Alfredo López Casanova

Para Maru Camacho, por tu vida, tu coherencia, tus triunfos y nuestras derrotas, que también nos enseñaron. Buen viaje, compañera

En la calle 30 y la calle 7 de Lomas de Polanco, Guadalajara, estalló una huelga.

Las trabajadoras pedían aumento de salario, mejoras de servicios del comedor, buenas máquinas y seguro social. A cambio recibieron insultos. El dueño de la fábrica amenazó con correrlas, y luego, más tarde, con golpearlas.

Meses después, por ahí de noviembre, la fábrica de zapatos cerró, y entonces ellas fueron a Conciliación y Arbitraje, les aceptaron la huelga y pusieron la bandera rojinegra.

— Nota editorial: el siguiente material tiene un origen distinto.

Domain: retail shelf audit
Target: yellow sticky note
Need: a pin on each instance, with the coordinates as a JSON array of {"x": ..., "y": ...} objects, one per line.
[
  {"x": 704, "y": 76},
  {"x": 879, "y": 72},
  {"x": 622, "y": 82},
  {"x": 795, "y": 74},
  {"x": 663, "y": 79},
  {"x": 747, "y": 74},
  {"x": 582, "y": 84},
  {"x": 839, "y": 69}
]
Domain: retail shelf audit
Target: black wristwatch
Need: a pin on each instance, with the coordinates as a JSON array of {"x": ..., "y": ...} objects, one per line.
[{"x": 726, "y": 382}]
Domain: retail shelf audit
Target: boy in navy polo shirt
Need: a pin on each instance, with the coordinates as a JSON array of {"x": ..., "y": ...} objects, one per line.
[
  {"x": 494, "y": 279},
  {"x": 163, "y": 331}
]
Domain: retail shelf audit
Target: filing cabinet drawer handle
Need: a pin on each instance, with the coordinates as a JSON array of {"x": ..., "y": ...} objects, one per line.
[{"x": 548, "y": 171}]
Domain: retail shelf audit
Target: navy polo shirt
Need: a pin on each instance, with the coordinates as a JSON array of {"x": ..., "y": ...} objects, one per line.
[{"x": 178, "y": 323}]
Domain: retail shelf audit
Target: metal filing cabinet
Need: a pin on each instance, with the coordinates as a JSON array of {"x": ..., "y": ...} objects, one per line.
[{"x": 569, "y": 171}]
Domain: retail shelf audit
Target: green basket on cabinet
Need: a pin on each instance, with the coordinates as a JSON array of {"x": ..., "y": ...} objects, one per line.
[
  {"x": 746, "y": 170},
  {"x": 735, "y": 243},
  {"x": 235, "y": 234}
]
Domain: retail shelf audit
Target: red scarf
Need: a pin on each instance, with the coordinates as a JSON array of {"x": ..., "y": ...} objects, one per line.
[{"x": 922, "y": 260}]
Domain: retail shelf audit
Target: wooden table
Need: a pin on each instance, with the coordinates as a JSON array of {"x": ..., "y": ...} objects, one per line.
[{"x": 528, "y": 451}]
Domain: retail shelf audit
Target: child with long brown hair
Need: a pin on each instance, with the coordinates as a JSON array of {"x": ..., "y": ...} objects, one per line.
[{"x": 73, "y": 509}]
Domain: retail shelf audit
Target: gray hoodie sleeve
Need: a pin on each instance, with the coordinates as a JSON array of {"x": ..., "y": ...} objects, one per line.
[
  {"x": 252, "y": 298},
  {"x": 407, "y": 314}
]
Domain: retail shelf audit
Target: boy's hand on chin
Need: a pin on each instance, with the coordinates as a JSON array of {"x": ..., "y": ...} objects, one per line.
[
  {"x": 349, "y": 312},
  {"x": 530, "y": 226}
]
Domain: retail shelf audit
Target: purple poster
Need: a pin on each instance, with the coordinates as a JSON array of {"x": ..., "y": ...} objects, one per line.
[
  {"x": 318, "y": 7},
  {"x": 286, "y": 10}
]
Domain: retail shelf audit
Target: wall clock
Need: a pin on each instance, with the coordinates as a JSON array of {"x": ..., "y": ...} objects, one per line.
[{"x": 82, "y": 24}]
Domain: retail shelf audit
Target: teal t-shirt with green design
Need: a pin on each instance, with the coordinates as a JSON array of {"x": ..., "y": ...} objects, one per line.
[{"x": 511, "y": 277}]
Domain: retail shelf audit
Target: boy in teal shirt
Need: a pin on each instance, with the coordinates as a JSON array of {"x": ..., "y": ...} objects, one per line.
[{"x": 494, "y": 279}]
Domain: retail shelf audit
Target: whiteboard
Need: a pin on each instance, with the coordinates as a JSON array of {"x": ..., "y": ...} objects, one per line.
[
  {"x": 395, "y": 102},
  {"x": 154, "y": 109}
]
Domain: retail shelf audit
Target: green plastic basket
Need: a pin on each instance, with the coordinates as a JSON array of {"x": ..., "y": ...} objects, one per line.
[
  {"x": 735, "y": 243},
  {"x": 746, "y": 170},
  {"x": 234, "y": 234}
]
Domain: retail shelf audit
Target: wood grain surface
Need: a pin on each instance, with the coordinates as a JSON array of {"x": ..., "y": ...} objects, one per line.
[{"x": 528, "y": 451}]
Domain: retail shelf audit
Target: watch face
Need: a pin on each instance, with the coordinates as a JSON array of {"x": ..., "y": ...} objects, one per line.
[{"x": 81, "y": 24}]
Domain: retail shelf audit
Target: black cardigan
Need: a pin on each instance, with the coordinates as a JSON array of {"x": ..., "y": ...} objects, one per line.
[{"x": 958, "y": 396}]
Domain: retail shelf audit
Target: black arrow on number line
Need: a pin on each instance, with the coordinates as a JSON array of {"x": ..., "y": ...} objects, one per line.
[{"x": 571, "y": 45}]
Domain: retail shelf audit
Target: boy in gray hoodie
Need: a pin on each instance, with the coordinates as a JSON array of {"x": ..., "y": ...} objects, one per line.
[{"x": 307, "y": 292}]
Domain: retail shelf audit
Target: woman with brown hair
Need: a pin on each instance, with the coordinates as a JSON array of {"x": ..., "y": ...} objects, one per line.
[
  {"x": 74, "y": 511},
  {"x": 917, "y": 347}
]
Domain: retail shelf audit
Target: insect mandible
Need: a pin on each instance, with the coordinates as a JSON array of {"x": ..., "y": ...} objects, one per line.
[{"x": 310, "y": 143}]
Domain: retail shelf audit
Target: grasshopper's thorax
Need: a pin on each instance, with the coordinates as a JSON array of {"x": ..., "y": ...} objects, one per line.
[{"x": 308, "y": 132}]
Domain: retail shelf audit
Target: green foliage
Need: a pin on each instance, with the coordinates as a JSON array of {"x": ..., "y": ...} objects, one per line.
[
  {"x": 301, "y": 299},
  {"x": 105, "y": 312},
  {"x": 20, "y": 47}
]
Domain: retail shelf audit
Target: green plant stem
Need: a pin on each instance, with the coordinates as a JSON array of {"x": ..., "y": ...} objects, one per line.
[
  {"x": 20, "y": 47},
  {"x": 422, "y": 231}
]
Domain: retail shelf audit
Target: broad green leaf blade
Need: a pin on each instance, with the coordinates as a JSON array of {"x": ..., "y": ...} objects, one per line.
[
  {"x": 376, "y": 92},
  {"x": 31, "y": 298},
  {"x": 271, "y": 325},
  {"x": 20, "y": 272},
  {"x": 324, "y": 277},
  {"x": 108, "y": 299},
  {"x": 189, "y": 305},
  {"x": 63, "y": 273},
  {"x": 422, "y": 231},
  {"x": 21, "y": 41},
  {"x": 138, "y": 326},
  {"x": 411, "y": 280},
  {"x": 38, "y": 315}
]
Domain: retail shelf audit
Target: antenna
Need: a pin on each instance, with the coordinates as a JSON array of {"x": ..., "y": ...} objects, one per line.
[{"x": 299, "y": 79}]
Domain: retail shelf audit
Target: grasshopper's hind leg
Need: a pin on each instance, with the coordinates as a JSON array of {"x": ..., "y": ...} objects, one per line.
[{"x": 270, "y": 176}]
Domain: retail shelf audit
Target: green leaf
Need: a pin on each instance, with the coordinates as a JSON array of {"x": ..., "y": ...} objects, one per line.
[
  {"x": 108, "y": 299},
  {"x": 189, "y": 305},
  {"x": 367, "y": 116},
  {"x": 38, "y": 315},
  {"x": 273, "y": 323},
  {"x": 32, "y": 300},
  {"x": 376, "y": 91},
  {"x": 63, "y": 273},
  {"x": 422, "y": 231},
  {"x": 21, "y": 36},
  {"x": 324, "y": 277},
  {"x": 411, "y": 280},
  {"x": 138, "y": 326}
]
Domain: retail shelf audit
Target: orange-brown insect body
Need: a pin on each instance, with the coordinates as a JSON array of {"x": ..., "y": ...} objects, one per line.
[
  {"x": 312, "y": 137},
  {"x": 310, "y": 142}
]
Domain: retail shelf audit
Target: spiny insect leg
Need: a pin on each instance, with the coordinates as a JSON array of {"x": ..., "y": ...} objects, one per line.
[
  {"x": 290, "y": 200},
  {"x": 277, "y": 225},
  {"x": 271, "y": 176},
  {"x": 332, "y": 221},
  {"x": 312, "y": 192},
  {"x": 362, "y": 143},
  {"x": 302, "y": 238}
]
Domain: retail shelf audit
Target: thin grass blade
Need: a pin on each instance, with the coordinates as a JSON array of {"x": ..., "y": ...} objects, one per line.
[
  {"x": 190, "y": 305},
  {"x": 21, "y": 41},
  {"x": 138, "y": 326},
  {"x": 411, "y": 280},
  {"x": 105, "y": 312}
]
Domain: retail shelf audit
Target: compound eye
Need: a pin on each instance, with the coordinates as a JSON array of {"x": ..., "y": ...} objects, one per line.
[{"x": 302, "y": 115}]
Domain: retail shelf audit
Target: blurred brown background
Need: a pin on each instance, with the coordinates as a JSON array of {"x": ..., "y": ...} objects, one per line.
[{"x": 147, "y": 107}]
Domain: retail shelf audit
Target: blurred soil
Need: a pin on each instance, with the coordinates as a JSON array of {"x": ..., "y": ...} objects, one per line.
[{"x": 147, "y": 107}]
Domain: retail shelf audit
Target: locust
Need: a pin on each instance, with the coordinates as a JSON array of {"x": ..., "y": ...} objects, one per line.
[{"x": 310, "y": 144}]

Pasaron lluvias, pero las trabajadoras seguían ahí. Llegó el invierno y las muchachas tiritaban de frío afuera de la fábrica.

Algunas muchachas y muchachos del barrio hablaron y discutieron. Era su primer compromiso político, y para las obreras, su primera huelga. Se organizaron y les llevaron comida, cobijas, café y un bracero. Otros se subieron a los camiones a cantar y volantear para pedir apoyo, y llegó algo de dinero.

De pronto las obreras ya no estaban solas. En la noches, la huelga se convirtió en círculos de estudio, juegos y canciones.

Iban ganando la huelga, eso les decía el abogado.

Llegó enero. Las cabañuelas anunciaron con una ligera brisa la nueva etapa de lucha. Pero de pronto, intempestivamente, el abogado se fue sin dar explicaciones y dejó tirado el caso.

En febrero, el cansancio tocó la puerta del campamento, y se quedaron sin dinero y sin comida. Muchas desertaron por presión de la familia, del marido, del novio, y buscaron otro trabajo. Los apoyos de despensas y acompañamiento disminuyeron, las muchachas se pelearon, se dividieron. El dueño mandó golpeadores y todo se fue al carajo.

Así, con esta primera derrota llena de rabia, inició, paradójicamente, tu militancia llena de esperanza por un futuro mejor.